Compte tenu des usages et des circonstances de la coupure de l’internet, Polaris-asso renouvelle son engagement à sensibiliser et à travailler pour une utilisation responsable et plus saine des différentes plateformes (“penc numériques”). Il vise à faire de ces plateformes des espaces offrant aux citoyens la possibilité de s’exprimer ouvertement sans que l’exercice de ces droits ne porte atteinte ni à l’honneur et à la considération d’autrui, ni à l’ordre public” (article 10 de la constitution sénégalaise).

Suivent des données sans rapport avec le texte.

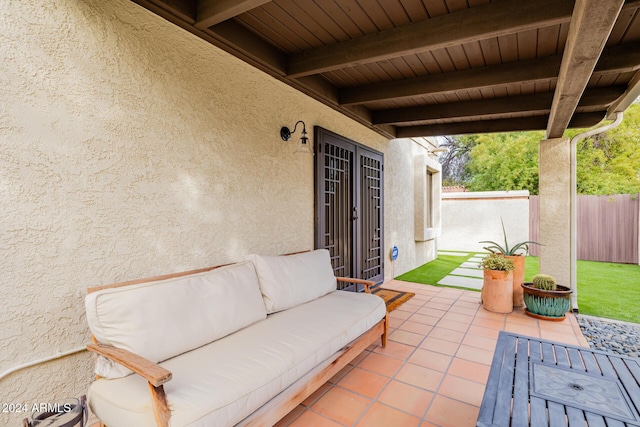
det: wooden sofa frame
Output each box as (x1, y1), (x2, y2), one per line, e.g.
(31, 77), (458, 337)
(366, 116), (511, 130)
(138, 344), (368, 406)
(86, 264), (388, 427)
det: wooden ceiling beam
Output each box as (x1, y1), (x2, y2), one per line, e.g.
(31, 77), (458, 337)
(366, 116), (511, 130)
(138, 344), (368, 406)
(292, 76), (397, 138)
(593, 43), (640, 74)
(578, 86), (628, 106)
(206, 19), (288, 75)
(546, 0), (624, 138)
(624, 0), (640, 10)
(606, 70), (640, 119)
(130, 0), (284, 72)
(132, 0), (196, 23)
(129, 1), (396, 138)
(286, 0), (574, 78)
(373, 87), (625, 125)
(205, 22), (396, 138)
(130, 0), (636, 139)
(341, 56), (561, 105)
(340, 43), (640, 106)
(195, 0), (272, 29)
(375, 93), (553, 125)
(396, 112), (605, 138)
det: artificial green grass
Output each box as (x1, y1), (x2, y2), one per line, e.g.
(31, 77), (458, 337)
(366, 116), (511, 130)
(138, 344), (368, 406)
(524, 256), (640, 323)
(524, 256), (539, 281)
(396, 253), (471, 286)
(574, 260), (640, 323)
(399, 253), (640, 323)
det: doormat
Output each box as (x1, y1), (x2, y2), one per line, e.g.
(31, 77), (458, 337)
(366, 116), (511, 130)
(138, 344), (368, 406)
(371, 288), (415, 312)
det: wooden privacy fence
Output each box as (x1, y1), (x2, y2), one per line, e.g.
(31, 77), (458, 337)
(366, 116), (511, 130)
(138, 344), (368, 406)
(529, 194), (640, 264)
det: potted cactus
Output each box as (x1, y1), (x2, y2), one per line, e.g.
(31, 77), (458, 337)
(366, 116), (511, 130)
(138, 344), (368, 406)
(479, 253), (515, 314)
(522, 274), (572, 321)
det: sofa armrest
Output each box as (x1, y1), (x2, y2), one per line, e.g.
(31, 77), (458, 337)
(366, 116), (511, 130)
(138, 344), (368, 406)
(87, 343), (172, 387)
(336, 277), (375, 293)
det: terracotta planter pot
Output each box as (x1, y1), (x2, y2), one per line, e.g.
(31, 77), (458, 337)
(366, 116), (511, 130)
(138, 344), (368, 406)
(522, 282), (572, 321)
(482, 269), (514, 314)
(504, 255), (525, 308)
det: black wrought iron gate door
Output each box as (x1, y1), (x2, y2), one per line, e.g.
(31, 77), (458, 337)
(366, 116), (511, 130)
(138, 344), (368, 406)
(314, 127), (384, 285)
(358, 149), (384, 284)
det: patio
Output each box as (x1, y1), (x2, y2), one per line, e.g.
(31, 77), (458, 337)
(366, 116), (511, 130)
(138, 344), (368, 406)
(271, 280), (588, 427)
(5, 1), (640, 425)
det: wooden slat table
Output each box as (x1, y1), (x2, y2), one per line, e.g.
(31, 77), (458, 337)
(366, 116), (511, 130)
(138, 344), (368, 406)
(477, 331), (640, 427)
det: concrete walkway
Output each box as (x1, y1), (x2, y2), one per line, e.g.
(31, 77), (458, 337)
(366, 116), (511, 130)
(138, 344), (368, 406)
(437, 251), (486, 291)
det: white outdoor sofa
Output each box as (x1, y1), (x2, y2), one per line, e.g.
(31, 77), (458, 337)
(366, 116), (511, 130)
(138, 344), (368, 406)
(84, 249), (388, 427)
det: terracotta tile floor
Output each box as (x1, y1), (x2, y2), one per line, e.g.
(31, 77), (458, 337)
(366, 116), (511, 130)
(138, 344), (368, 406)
(274, 280), (589, 427)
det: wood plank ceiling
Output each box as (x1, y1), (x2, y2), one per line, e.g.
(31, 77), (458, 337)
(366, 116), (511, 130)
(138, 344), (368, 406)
(131, 0), (640, 139)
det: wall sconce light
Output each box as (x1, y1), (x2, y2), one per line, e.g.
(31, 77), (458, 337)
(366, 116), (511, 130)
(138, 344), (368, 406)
(280, 120), (313, 154)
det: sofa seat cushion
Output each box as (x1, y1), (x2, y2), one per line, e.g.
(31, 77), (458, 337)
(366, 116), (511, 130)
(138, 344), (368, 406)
(85, 261), (267, 379)
(88, 290), (386, 427)
(248, 249), (337, 313)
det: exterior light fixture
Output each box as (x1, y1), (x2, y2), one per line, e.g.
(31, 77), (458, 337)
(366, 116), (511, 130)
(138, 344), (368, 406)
(280, 120), (313, 154)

Dans ce sens, il met en place, mais aussi, propose aux autorités du Sénégal des stratégies qui ont un effet positif sur le comportement des usagers du numérique. Cette situation montre comme souligné dans son point de presse du 5 juin 2023 la nécessité de prendre des mesures allant dans le sens de la mise en place d’une loi d’encadrement des réseaux sociaux dans une perspective garantissant la liberté d’expression.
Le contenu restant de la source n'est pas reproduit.